14. The system of claim 1, further comprising an artificial intelligence (AI) component that employs at least one of a probabilistic and a statistical-based analysis that infers an action that a user desires to be automatically performed.

15. A computer-implemented method of data management, comprising:

monitoring a plurality of sources having a plurality of health-related data elements of different formats;

extracting a subset of the health-related data elements as a function of a pattern;

transforming each of the subset into a core element and a metadata element;

storing the core element and the metadata element;

establishing a cohort of the subset of health-related data elements based upon associations as a function of the metadata elements; and

rendering the cohort of the subset of health-related data elements.

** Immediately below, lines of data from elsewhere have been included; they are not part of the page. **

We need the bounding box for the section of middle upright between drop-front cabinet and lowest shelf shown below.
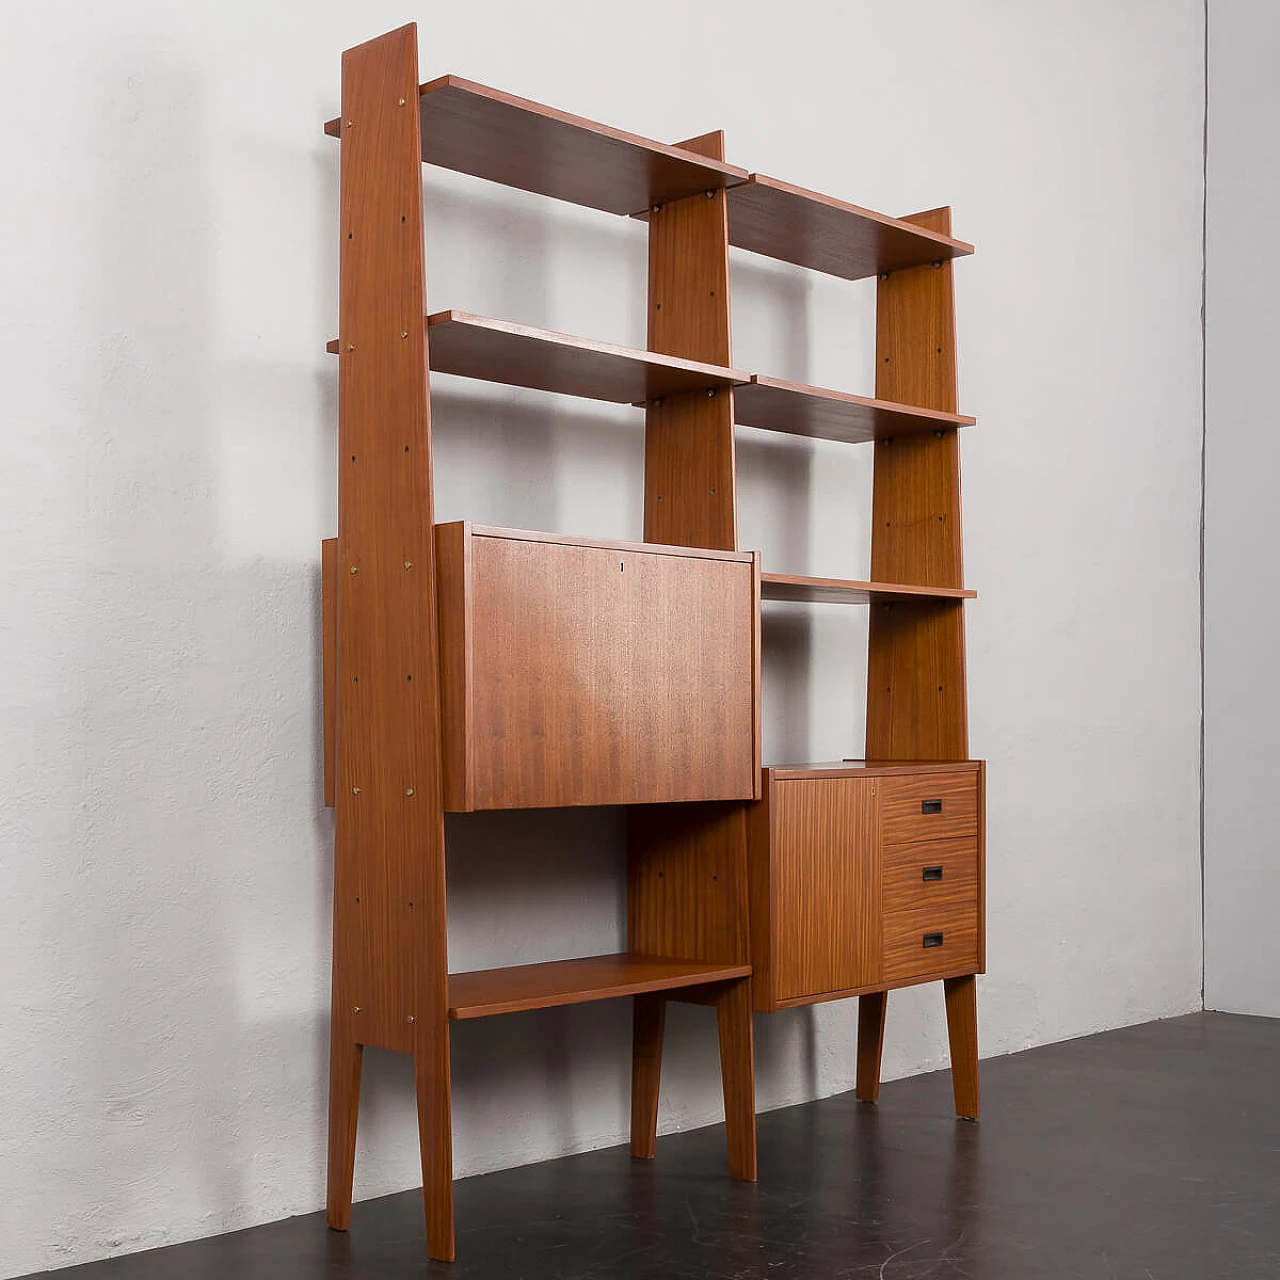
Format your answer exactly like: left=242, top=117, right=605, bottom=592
left=627, top=804, right=750, bottom=964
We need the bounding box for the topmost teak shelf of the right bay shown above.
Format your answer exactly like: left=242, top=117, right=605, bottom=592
left=728, top=173, right=973, bottom=280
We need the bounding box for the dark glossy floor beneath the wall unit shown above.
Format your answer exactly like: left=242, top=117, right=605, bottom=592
left=27, top=1014, right=1280, bottom=1280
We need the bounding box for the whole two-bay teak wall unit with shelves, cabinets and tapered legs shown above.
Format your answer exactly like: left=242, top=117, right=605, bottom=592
left=323, top=26, right=984, bottom=1260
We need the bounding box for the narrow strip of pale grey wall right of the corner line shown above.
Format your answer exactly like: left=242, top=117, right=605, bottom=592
left=1204, top=0, right=1280, bottom=1018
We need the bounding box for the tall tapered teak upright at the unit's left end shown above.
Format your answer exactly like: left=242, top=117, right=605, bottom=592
left=329, top=24, right=453, bottom=1260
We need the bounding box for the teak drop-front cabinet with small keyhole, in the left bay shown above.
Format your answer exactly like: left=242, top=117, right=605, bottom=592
left=438, top=530, right=759, bottom=809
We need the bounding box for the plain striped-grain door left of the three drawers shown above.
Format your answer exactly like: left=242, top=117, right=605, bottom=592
left=772, top=778, right=881, bottom=1000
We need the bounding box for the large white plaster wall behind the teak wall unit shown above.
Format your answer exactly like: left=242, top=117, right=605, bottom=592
left=0, top=0, right=1202, bottom=1276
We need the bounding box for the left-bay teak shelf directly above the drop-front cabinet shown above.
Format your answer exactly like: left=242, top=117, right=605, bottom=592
left=426, top=311, right=751, bottom=401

16. The computer-implemented method of claim 15, further comprising authenticating each of the subset of the health-related data elements as a function of an origin of each of the subset of the health-related data elements.

17. The computer-implemented method of claim 15, further comprising tagging each of the subset of the health-related data elements, wherein the tags are employed to establish the cohort.

18. The computer-implemented method of claim 15, wherein the act of rendering includes triggering an action.

19. A computer-executable system that facilitates management of data, comprising:

means for monitoring a plurality of sources in real-time;

means for extracting a plurality of health-related data elements in real-time from a subset of the plurality of sources;

means for authenticating each of the plurality of health-related data elements;

means for buffering each of the authenticated health-related data elements;

means for transforming each of the authenticated health-related data elements into core data elements and metadata elements;

means for inserting the core data elements and the metadata elements into a plurality of tables;

means for selecting a cohort of the core data elements and the metadata elements from a subset of the tables; and

means for rendering the cohort.

20. The computer-executable system of claim 19, further comprising means for triggering an action as a function of the cohort.